The second employee responds: "No"
Whoah
 
Last edited:

pauldun170

Diamond Member
Sep 26, 2011
9,139
5,074
136
And in a May 2018 message, an unnamed Boeing employee said: “I still haven’t been forgiven by god for the covering up I did last year.”
It involved a goat, his grandmother's wedding ring and 40 gallons of cranberry juice.
Despite displeasing the gods, fun was had by all that day.
 

ShookKnight

Senior member
Dec 12, 2019
646
658
96
Muh capital market!! Muh capital market!!!

This is why the big scary government is needed sometimes - because corporations do NOT give a fuck. At all. Even when people die, there is no accountability. And no one get's punished.

Letting the market sort it out is utter nonsense when people are falling out of the sky.
 

pete6032

Diamond Member
Dec 3, 2010
7,579
3,124
136
Truly sickening. I read this this morning. I couldn't live with myself if I was that blasé about people's safety.
 

sandorski

No Lifer
Oct 10, 1999
70,128
5,657
126
Muh capital market!! Muh capital market!!!

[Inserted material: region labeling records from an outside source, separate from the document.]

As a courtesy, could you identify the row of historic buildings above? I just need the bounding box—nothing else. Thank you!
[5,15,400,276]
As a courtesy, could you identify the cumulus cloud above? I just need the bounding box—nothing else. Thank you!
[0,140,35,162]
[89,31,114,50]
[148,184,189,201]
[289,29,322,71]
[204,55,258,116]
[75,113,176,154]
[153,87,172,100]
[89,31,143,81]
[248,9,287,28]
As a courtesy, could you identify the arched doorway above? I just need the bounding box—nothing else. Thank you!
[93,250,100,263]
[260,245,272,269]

This is why the big scary government is needed sometimes - because corporations do NOT give a fuck. At all. Even when people die, there is no accountability. And no one get's punished.

Letting the market sort it out is utter nonsense when people are falling out of the sky.

Indeed

 
Reactions: ShookKnight

pauldun170

Diamond Member
Sep 26, 2011
9,139
5,074
136
Muh capital market!! Muh capital market!!!

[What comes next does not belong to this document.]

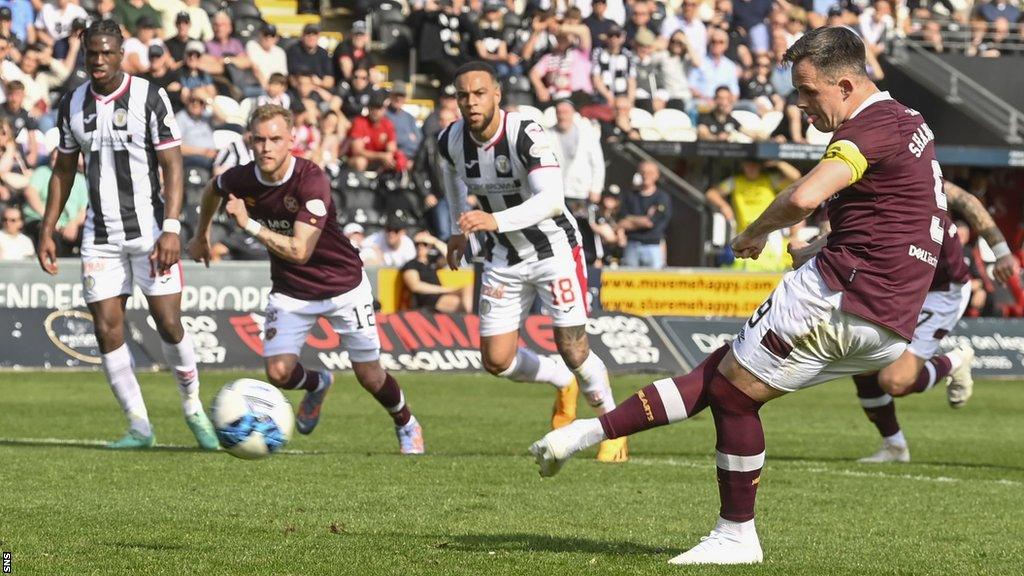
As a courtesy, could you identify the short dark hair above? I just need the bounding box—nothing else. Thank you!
[455,60,498,84]
[782,26,867,79]
[82,19,125,45]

This is why the big scary government is needed sometimes - because corporations do NOT give a fuck. At all. Even when people die, there is no accountability. And no one get's punished.

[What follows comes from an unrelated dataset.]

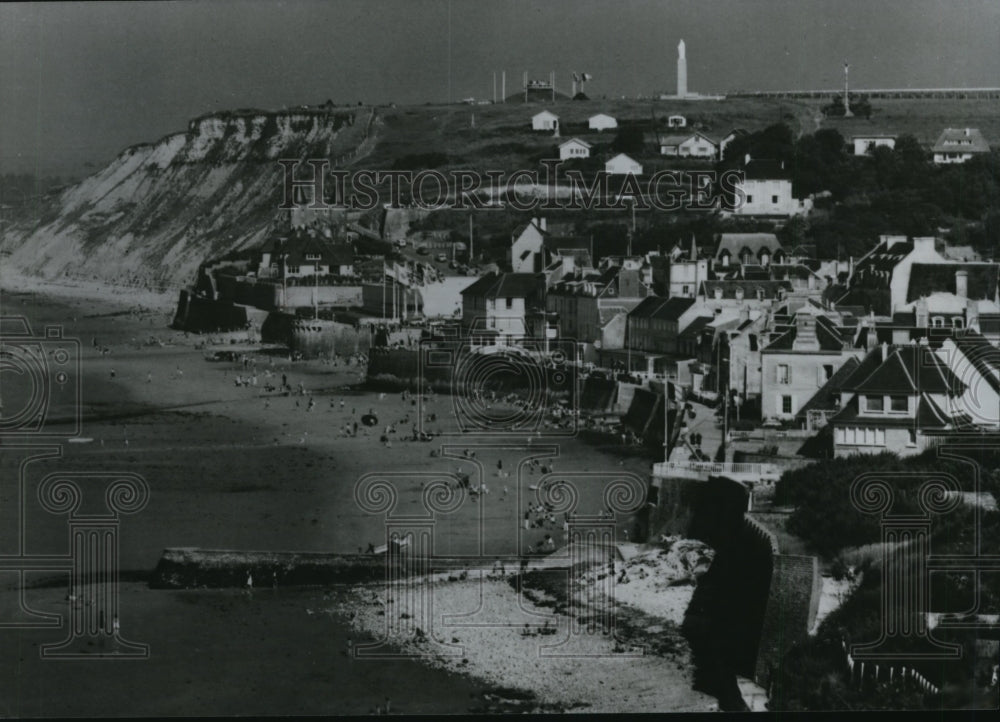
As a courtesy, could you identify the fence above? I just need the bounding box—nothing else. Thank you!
[653,461,781,483]
[840,640,941,695]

Letting the market sort it out is utter nonsense when people are falling out of the sky.

Not true.
If a plane crashes due to a cost cutting by senior executives and kills hundreds of people, those senior executive may end up getting let go from the company. Properly compensated as per contractual agreements of course.
Sure people or dead, families devastated and entire legacies demolished but some of those senior executives now have to cancel vacations or rethink that lease on a the Porsche they had there eye on. Hell, the reputational risk of mass death due to the leadership decisions made could result in stock price drop.
Doesn't anyone think about the markets?
This could impact the markets.
Isn't that suitable punishment?
As for government fines, a couple of million in fines might impact the travel budget for the year. Might even result in bonuses being reduced.
Can't have that happen

wonder what their god thinks about them now...
Ceiling god is watching you masturbate
 

Red Squirrel

No Lifer
May 24, 2003
67,904
12,374
126
www.anyf.ca
I'm guessing like most companies, it's run by the bean counters. All the people who do the work have no say about anything. What happens is costs are cut in really bad places and the workers know it's bad but have to do it anyway. Sadly, it's cheaper to deal with deaths than to prevent them. That said it's pretty hard to build a plane that can survive a missile strike so this last crash is not really their fault.
 

tracerbullet

Golden Member
Feb 22, 2001
1,661
19
81
I would want to know how many people think this way, and how many are the opposite - take their jobs seriously and would be heartbroken at the idea that they missed something that caused a crash. My guess is there's a lot of each at the company and even more in between that just go in and do a job then go home and not think about it.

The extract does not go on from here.